His play had to be "focused in terms of its dramatic structure," yet he wanted to delve deeper into the more psychological realms of Watson's memories, to pay "less attention to dramatic action," which the poems allowed him to do. "As a collection of poetry, War Reporter has a narrative through-line that most poetry collections don't have. That owes very much to the play having taken shape first."

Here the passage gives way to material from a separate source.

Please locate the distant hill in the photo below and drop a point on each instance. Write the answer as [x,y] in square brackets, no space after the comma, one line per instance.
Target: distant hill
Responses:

O'Brien figured that each man's talents and weaknesses as writers might create something interesting beyond his own brooding starting place, "with an often internalized, psychological point of view," and Watson's inability to write about his inner life. Now 55, he continues his war-coverage career.

"I was scared of him, scared of the material," the playwright says. "Was I scared of the truth of Watson's stories? Was I scared of his pain, his trauma? . . . Simply put, I was haunted by the idea of being haunted."

The Body of an American shows Watson in a state of psychic unraveling, but its finale is, for O'Brien, hopeful. "It's still a docudrama, so it's an ending with ambiguity and possibility, still haunted by this ghost of Sgt. Cleveland . . . but whose life was moving forward with dignity, maybe even greater purpose," tending to the very ghosts that plague him.

O'Brien has created a body of Watson-inspired work that includes librettos for a pair of one-act operas based on War Reporter that debuted in 2013, as well as another collection of poetry about Watson that focuses more on his recent time in Syria. In addition, there are the pair's "tragicomic attempts" to create a pitch for a cable TV drama about Western journalists covering the Middle East.

"He's been a hard subject to let go of," O'Brien says of Watson, "and I haven't done it yet."